Saturday, November 22, 2014

It's so quiet here.

I slept in a room that cost more than I have ever spent for lodging in my life. And it was wonderful. The bed was like a warm hug, and the commode is just the right height, and there's a gym downstairs. The desk is too high for its chair, but there's an easy chair in the corner with a reading lamp behind it! I caught nearly six full hours of sleep. And there's WIFI. (Humor me. I have a better connection here than I do at home.)

Tonight I will share this room with three other people whom I love dearly. But for now I am savoring the solitude. I was so tired when I hit the sack that I didn't complete even one row of knitting, and there aren't that many stitches on my needles.

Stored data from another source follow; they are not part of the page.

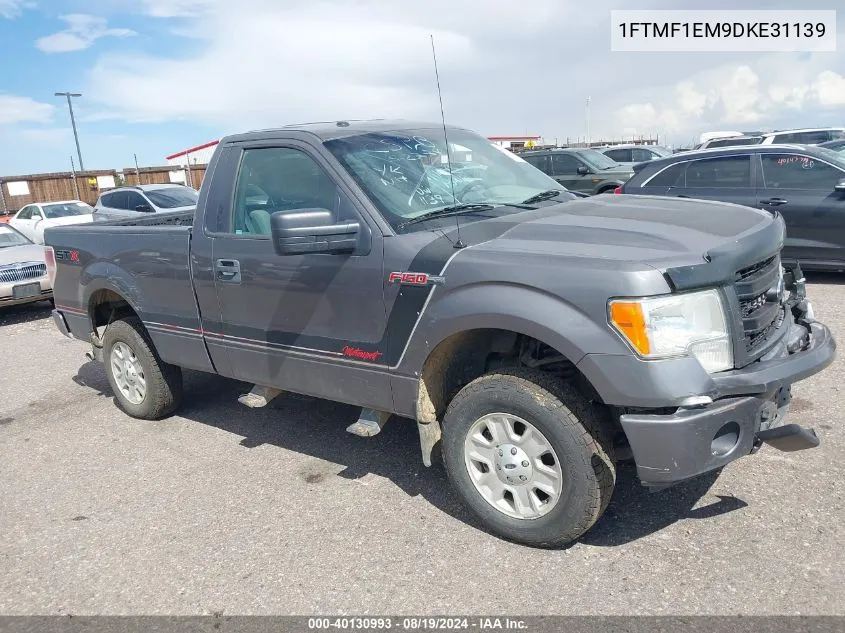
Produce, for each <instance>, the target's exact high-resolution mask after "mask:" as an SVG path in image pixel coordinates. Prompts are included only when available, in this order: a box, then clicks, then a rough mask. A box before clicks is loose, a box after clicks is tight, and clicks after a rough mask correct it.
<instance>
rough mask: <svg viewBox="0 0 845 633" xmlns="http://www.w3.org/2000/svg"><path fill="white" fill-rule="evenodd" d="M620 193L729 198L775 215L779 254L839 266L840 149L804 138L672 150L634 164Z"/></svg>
mask: <svg viewBox="0 0 845 633" xmlns="http://www.w3.org/2000/svg"><path fill="white" fill-rule="evenodd" d="M634 171H635V174H634V176H633V177H632V178H631V179H630V180H628V181H627V182H626V183H625V184H624V185H623V186H622V187H621V190H620V193H626V194H638V195H652V196H675V197H678V198H700V199H705V200H718V201H722V202H732V203H736V204H741V205H745V206H749V207H756V208H758V209H765V210H767V211H771V212H778V213H780V214H781V215H783V218H784V220H785V222H786V227H787V234H786V242H785V248H784V251H783V256H784V259H787V260H799V261H800V263H801V266H802V267H803V268H805V269H810V270H843V269H845V155H844V154H840V153H838V152H836V151H834V150H831V149H826V148H822V147H818V146H807V145H749V146H742V147H726V148H720V149H718V150H702V151H693V152H685V153H683V154H675V155H673V156H670V157H668V158H664V159H661V160H656V161H651V162H648V163H642V164H640V165H636V166H635V167H634Z"/></svg>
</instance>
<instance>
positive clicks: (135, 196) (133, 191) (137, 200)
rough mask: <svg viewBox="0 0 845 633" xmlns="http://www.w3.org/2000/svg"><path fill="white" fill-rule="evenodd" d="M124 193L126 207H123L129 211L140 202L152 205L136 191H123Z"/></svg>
mask: <svg viewBox="0 0 845 633" xmlns="http://www.w3.org/2000/svg"><path fill="white" fill-rule="evenodd" d="M125 194H126V207H125V208H127V209H129V210H130V211H134V210H135V208H136V207H138V206H140V205H142V204H146V205H147V206H152V205H150V203H149V202H147V201H146V200H145V199H144V196H142V195H141V194H140V193H138V192H137V191H127V192H125Z"/></svg>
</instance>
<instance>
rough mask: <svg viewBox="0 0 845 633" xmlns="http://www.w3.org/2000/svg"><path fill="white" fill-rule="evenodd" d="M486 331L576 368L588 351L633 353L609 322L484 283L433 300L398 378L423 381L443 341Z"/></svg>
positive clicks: (413, 341)
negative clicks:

Speaking of which, l lost a 4" DP yesterday, probably in the auditorium at the Bitties' school. It made for some creative finagling on the increases for this fingerless glove. I'm nearly done. I'll be able to give Sarah a finished pair when I'm back home.

I got Knit Swirl blocked on the bed before leaving for Firstborn's yesterday. I'm hoping it (and the bed) will be dry when I get home tomorrow night.

I brought two other small projects to work on: the miniature Christmas stocking for Steadfast, which should be perfect church knitting for tomorrow, and Temperance's sweater, which is waiting for me to design the sleeves.

The forecast is 100% chance of rain, so as of last night we had cancelled our plans to climb Enchanted Rock. I'm not sure what we will do instead, but Firstborn assured me there's a Plan B.

We left this town 21 years ago with our tails between our legs. Jobless. Momentarily homeless. It feels so good to sit here in this room with 20 years of gradual but sustained progress under my belt.

I drove past the place where we lived, but it was so late, and the town was so dark, that I couldn't see it. I want to get a picture of it before we leave tomorrow. We made some happy memories in that house. It was also the place of my greatest personal fear. But that's a story for another time.

The kids are an hour away, and I desperately need a shower, notwithstanding the soaking I got last night from the rain that blew in sideways under the tarp.

By the time I got in Firstborn's car to come here, I was cold and weary and tired almost to the point of tears. And then I drove an unfamiliar car on dark, unfamiliar roads, the last  30 miles behind someone who couldn't maintain a consistent speed but whose tail lights serve as an erratic beacon to keep me awake and in my own lane. I hope that I didn't frustrate him as much as he frustrated me.

Last night's dinner was perfect. I didn't stay for the Dutch oven cobbler, but the burger baked with onions, potatoes, and carrots was delicious. I brought the Greek yogurt and strawberries I bought in Burnet, but I left the Nutella back at camp.  So my midnight snack with my Metformin was hummus and crackers. I need to eat breakfast, and I need to do it soon. But I need a shower more.

I don't ever want to go camping again, even for five or six hours. I'm grateful for the beauties of this earth. And I would have made a lousy pioneer.